Writing reports prior to parent meeting
A question was posed about the ethics of preparing an evaluation report prior to meeting with the IEP Team: Is it better to develop a draft of an evaluation report with a proposal of what is the expected outcome to determine special education eligibility and provide service recommendations to the IEP Team, or is it better to wait until the evaluation group and the parent meets and create a finalized report afterward?
I see no ethical or legal guideline that would constitute the "right" answer here. I have a preferred preference, to have an evaluation report prepared in draft form with what I think will be the expected outcome. Key is to remind the group that the report is in draft form at this point, and no final decision is made until the group discusses what that final decision is. There is legal precedent for this approach, and for reference please refer to Citizens Complaint rulings and Due Process Summaries that are located on the OSPI website. Many rulings have included drafts of evaluation reports to guide discussions. The plus to this approach is that the school psychologist's perspective is transparent to the whole group before discussion. I also find it a preferred use of my time than having to wait to write a report, and try to recall the details of the final decision. But that is a choice another colleague might make. By waiting, it could be argued that there is no preconceived determination by any member of the evaluation group. I think that concern can be dispelled by simply rewriting the conclusion if there is a change, but again, that would be a matter of preference for each school psychologist.

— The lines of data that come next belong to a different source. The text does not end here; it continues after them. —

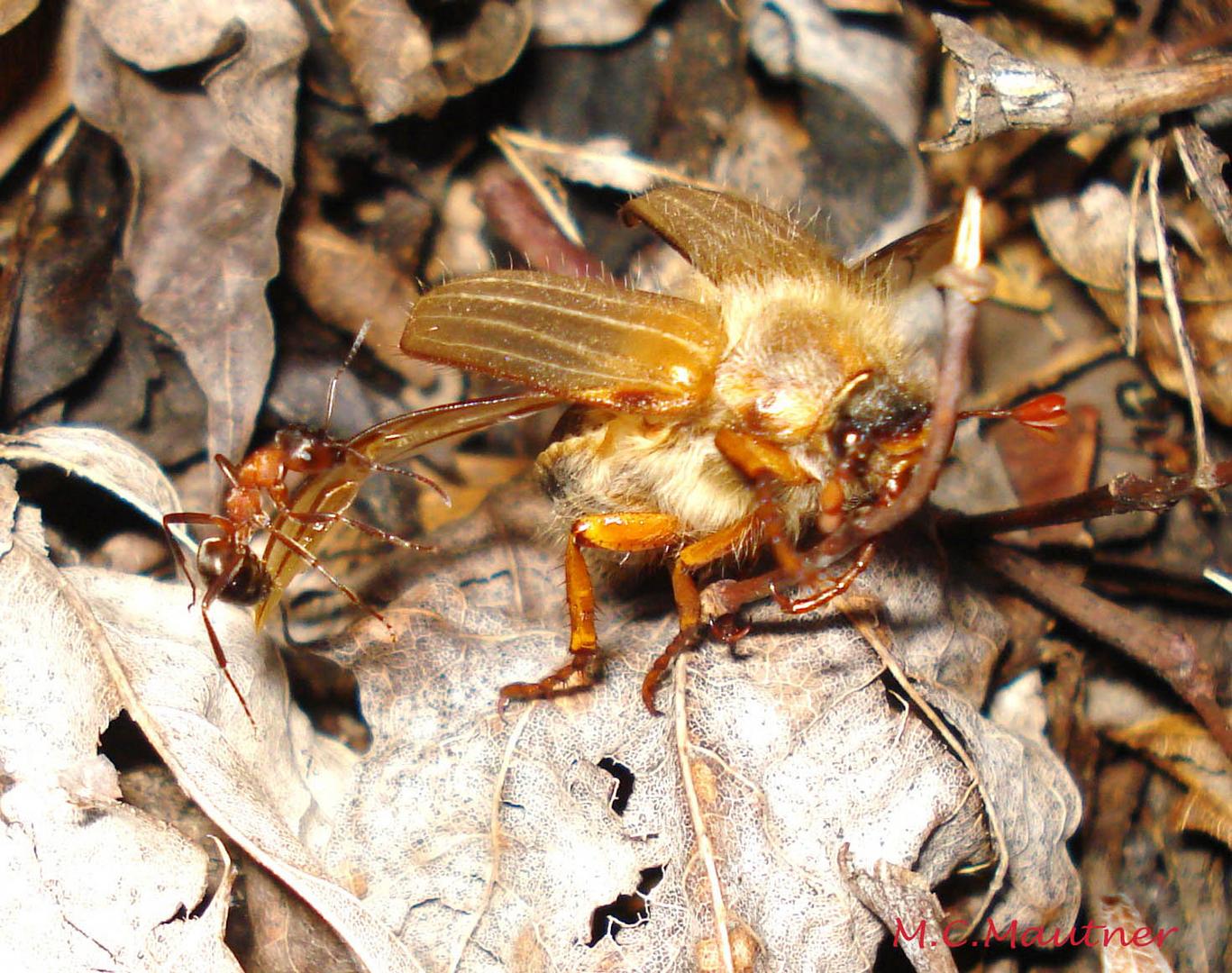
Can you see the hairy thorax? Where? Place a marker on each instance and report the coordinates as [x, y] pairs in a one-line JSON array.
[[801, 355]]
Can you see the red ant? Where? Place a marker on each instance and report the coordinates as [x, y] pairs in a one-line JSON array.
[[232, 570]]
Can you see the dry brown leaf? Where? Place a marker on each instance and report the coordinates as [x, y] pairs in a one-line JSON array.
[[1125, 946], [14, 13], [211, 165], [389, 53], [1184, 748], [33, 77], [570, 23], [490, 842], [107, 460], [1086, 233], [57, 811], [397, 66]]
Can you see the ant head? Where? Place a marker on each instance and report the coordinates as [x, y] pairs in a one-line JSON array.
[[306, 450], [221, 556]]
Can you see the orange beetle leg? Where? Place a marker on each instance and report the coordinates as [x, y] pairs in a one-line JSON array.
[[620, 532]]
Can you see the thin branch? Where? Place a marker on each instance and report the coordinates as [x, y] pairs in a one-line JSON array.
[[1171, 654], [1124, 494], [999, 91], [1071, 359]]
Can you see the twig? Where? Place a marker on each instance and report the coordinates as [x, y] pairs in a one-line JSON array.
[[1204, 164], [497, 787], [1131, 261], [1171, 654], [999, 91], [1124, 494], [1071, 359], [1184, 350]]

As school psychologists, we are depended upon frequently, and for some colleagues always, to provide direction of eligibility for special education and what are next steps for the student. Still, each psychologist is just one member of a larger group that has the final say of what is recommended, provided the decision at hand is a legal one. Groups cannot ethically or legally make decisions outside of established federal and state guidelines, even if we may see reports that appear to violate legal precedent from time to time. If we use the skills we have and depend on our training of school and special education law, there should be no problem presenting a drafted evaluation report with the thought it could be the final outcome for a student. Again, one way or the other is a matter of preference, and stating clearly that a prepared report is in draft form should be as acceptable as waiting until afterward to create the final report.